La voz de Lazarus se detuvo un instante. Simone imaginó lágrimas deslizándose en silencio tras la máscara.
– Juntos exploramos Cravenmoore. Muchas personas piensan que todos los prodigios que contiene esta casa son creación mía. No es cierto. Apenas una pequeña parte ha salido de mis manos. El resto, galerías y galerías de maravillas que ni yo mismo acierto a comprender, ya estaba aquí cuando entré por primera vez. Cuánto tiempo llevaban en esta casa nunca lo sabré. Hubo una época en que pensé que otros antes que yo habían ocupado mi lugar. A veces, si me detengo a escuchar en silencio por la noche, creo oír el eco de otras voces, de otros pasos, que pueblan los pasillos de este palacio. En ocasiones pienso que el tiempo se ha detenido en cada habitación, en cada corredor vacío, y que todas las criaturas que habitan este lugar fueron un día de carne y hueso. Como yo.
»Dejé de preocuparme por esos misterios hace mucho tiempo, incluso después de comprobar que, tras meses de vivir en Cravenmoore, aún descubría nuevas estancias en las que no había estado jamás, nuevos pasadizos que conducían a alas desconocidas… Creo que algunos lugares, palacios milenario s que se pueden contar con los dedos de una mano, son mucho más que una simple construcción; están vivos. Tienen su propia alma y su propio modo de comunicarse con nosotros. Cravenmoore es uno de esos lugares. Nadie sabe cuándo fue construido. Ni quién lo hizo, ni por qué. Pero cuando esta casa me habla, yo escucho…
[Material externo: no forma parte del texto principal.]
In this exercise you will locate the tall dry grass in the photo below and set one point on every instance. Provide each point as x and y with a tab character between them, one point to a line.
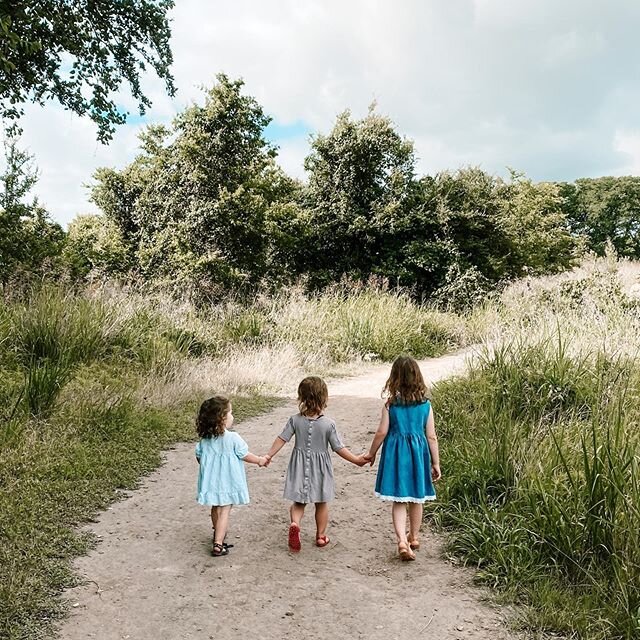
541	447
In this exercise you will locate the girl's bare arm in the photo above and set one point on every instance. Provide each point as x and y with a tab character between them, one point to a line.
432	439
381	434
278	443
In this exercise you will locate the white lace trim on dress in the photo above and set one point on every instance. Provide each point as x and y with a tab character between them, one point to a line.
405	499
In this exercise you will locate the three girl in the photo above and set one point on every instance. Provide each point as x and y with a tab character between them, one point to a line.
409	463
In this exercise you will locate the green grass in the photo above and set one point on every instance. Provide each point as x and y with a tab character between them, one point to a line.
540	448
94	385
58	473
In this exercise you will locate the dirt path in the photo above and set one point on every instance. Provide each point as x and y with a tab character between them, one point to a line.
152	576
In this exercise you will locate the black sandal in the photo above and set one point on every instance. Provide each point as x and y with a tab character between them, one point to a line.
224	544
219	549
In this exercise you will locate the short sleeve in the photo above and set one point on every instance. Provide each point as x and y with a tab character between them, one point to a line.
288	431
240	447
334	439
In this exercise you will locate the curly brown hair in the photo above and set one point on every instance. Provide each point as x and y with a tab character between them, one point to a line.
212	416
312	395
405	384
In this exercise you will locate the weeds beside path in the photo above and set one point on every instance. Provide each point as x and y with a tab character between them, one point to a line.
152	576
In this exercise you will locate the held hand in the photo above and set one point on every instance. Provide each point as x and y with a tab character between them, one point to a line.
361	461
369	458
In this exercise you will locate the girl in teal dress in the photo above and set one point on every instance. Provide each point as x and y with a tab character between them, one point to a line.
410	461
221	455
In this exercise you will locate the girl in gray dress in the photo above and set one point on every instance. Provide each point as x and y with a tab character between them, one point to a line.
310	473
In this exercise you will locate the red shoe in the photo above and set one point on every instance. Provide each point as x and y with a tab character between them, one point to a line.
294	537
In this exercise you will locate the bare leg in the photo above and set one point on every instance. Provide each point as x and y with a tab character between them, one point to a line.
415	520
297	511
322	518
222	522
399	514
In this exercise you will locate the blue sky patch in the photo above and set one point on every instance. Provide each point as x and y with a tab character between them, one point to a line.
277	132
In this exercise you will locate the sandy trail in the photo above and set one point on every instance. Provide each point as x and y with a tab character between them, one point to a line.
152	575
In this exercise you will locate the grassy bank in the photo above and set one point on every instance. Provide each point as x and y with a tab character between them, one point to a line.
93	386
541	451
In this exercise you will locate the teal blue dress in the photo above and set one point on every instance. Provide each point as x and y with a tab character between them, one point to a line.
221	478
404	472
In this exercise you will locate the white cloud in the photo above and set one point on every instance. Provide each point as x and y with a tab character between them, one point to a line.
537	85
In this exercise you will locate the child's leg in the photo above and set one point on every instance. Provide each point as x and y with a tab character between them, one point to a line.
399	515
222	522
297	511
322	519
415	520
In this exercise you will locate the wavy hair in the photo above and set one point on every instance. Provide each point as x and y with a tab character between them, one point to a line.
313	395
405	384
212	416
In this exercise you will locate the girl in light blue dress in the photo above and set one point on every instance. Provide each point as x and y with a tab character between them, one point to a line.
410	461
221	481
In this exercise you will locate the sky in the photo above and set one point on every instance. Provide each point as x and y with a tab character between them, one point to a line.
550	88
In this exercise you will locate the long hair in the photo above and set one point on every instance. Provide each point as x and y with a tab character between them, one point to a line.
405	383
212	416
312	395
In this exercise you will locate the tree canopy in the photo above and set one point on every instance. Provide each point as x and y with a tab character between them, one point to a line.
80	53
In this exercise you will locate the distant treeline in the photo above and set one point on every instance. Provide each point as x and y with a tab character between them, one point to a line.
205	205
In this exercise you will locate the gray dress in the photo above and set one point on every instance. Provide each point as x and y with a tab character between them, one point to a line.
310	473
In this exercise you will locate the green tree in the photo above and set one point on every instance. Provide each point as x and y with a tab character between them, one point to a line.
539	233
28	238
195	203
605	209
95	244
80	53
360	177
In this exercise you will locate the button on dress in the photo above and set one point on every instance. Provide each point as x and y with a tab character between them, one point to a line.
404	472
310	472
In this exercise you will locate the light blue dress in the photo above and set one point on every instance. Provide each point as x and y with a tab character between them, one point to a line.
222	479
404	472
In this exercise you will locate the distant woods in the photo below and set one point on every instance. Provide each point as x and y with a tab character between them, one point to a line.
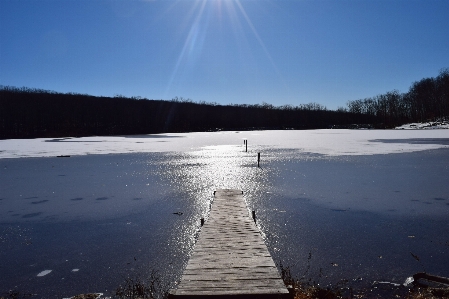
427	99
32	113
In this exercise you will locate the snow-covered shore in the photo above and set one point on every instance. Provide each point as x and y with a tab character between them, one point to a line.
439	124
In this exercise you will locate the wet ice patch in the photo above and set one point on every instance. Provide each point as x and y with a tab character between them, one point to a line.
408	281
43	273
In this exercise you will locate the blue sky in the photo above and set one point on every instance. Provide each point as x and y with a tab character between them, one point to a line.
225	51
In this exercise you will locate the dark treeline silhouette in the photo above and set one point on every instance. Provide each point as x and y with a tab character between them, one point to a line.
427	99
31	113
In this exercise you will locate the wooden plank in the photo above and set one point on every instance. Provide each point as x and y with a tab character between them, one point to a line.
230	258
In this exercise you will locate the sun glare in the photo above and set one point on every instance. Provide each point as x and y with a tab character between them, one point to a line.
202	18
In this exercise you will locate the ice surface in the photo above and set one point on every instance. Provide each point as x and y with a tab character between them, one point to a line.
325	142
349	198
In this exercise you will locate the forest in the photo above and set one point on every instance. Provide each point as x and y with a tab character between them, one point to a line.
32	113
427	99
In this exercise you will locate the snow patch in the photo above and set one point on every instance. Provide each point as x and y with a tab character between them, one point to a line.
43	273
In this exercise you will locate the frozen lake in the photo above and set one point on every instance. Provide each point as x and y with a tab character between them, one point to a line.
332	204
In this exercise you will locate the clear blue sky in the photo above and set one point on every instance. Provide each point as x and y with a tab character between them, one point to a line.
225	51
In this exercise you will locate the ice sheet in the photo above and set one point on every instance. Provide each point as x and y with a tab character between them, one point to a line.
326	142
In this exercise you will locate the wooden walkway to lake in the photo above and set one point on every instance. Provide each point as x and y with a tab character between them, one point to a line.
230	258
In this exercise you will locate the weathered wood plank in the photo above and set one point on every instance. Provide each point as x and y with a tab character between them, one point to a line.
230	257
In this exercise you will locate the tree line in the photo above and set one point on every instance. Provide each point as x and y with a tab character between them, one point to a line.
427	99
31	113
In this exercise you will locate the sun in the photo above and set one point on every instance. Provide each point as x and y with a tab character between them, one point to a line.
204	21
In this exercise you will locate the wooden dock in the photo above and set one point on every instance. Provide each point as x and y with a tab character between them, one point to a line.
230	258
»Antes del verano de 1916, en la cúspide de nuestra felicidad, sucedió algo. En realidad, había comenzado ya un año antes, sin que yo tuviese conocimiento de ello. Al día siguiente de nuestra boda, Alexandra se levantó al alba y acudió a la gran sala oval para contemplar los cientos de regalos que habíamos recibido. De entre todos ellos, llamó su atención un pequeño cofre labrado a mano. Una joya. Alexandra, cautivada, lo abrió. Contenía una nota y un frasco de cristal. La nota, dirigida a ella, le decía que aquél era un obsequio especial. Una sorpresa. Le explicaba que el frasco contenía mi perfume predilecto, el perfume que empleaba mi madre, y que debía guardado hasta el día de nuestro primer aniversario antes de usarlo. Pero tenía que ser un secreto entre ella y el firmante, un viejo amigo de mi infancia, Daniel Hoffmann…
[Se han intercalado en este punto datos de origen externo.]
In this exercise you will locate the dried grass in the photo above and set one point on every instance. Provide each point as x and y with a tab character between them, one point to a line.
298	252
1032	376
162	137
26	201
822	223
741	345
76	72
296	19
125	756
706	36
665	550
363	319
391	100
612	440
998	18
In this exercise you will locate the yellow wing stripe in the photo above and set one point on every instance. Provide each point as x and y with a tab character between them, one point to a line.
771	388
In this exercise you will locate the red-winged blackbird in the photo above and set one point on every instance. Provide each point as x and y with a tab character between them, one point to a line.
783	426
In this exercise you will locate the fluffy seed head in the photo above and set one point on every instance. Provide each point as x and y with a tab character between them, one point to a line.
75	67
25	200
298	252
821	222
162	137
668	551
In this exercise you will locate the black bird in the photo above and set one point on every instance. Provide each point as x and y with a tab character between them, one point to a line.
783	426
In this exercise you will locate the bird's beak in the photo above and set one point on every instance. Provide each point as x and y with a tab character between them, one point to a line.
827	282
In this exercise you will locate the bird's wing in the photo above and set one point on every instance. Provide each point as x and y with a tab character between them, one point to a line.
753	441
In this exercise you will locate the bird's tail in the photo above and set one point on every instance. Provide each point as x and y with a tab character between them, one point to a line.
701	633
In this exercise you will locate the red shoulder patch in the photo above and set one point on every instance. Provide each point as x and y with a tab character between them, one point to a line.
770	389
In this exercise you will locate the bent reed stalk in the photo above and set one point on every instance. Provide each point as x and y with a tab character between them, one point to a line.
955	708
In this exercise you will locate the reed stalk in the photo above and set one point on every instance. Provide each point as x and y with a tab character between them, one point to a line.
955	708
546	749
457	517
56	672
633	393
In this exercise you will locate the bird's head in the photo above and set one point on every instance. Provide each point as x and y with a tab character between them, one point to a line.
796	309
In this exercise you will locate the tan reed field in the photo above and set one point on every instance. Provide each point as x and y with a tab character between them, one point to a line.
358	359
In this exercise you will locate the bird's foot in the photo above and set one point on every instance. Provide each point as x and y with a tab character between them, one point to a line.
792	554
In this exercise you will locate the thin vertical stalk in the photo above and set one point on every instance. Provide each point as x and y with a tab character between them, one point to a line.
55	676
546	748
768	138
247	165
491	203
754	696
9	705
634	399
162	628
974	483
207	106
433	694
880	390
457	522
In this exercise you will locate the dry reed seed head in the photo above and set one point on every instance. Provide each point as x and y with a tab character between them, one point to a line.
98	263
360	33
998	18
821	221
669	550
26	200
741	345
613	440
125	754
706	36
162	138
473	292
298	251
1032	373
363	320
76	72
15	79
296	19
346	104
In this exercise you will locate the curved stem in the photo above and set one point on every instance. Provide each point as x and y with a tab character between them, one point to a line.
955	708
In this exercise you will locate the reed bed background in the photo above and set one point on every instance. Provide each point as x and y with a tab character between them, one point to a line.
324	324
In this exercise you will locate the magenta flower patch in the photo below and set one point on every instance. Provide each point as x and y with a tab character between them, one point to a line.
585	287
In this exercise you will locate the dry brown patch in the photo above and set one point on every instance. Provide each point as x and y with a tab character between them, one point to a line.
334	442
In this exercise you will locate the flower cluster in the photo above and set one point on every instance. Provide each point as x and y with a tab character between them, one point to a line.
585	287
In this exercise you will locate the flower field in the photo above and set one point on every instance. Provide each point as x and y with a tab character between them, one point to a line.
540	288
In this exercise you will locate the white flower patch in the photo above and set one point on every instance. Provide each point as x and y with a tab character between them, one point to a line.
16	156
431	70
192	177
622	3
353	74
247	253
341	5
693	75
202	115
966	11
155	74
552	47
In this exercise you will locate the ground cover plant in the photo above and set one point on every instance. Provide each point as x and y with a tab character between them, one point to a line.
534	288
»Siguiendo fielmente las instrucciones, con el convencimiento de que de ese modo me haría feliz, Alexandra guardó el frasco durante doce meses hasta la fecha señalada. Llegado el día, lo rescató del cofre y lo abrió. No hace falta decirle que aquel frasco no contenía perfume alguno. Aquél era el frasco que yo había lanzado al mar en la víspera de nuestro enlace. Desde el instante en que Alexandra destapó el frasco, nuestra vida se convirtió en una pesadilla…
»Fue por entonces cuando empecé a recibir la correspondencia de Daniel Hoffmann. Esta vez me escribía desde Berlín, donde me explicaba que tenía una gran labor por delante que algún día habría de cambiar el mundo. Millones de niños estaban recibiendo sus visitas y sus obsequios. Millones de niños que algún día formarían el mayor ejército que haya conocido la Historia. Hasta la fecha, todavía no he comprendido a qué hacía referencia con esas palabras…
»En uno de sus primeros envíos, me obsequió con un libro, un tomo encuadernado en piel que parecía más viejo que el mismo mundo. Una sola palabra se podía leer en su cubierta: Doppelgänger. ¿Ha oído usted hablar del Doppelgänger, querida amiga? Por supuesto que no. Las leyendas y los viejos trucos de magia no interesan ya a nadie. Es un término de origen germánico; designa a la sombra que se desprende de su dueño y se vuelve en su contra. Pero eso, por supuesto, no es más que el principio. Así lo fue para mí. Para su información, le diré que en esencia el libro era un manual acerca de las sombras. Una pieza de museo. Cuando empecé su lectura, ya era tarde. Algo crecía oculto, amparado en la oscuridad de esta casa; mes a mes, como el huevo de una serpiente que espera el momento de eclosionar.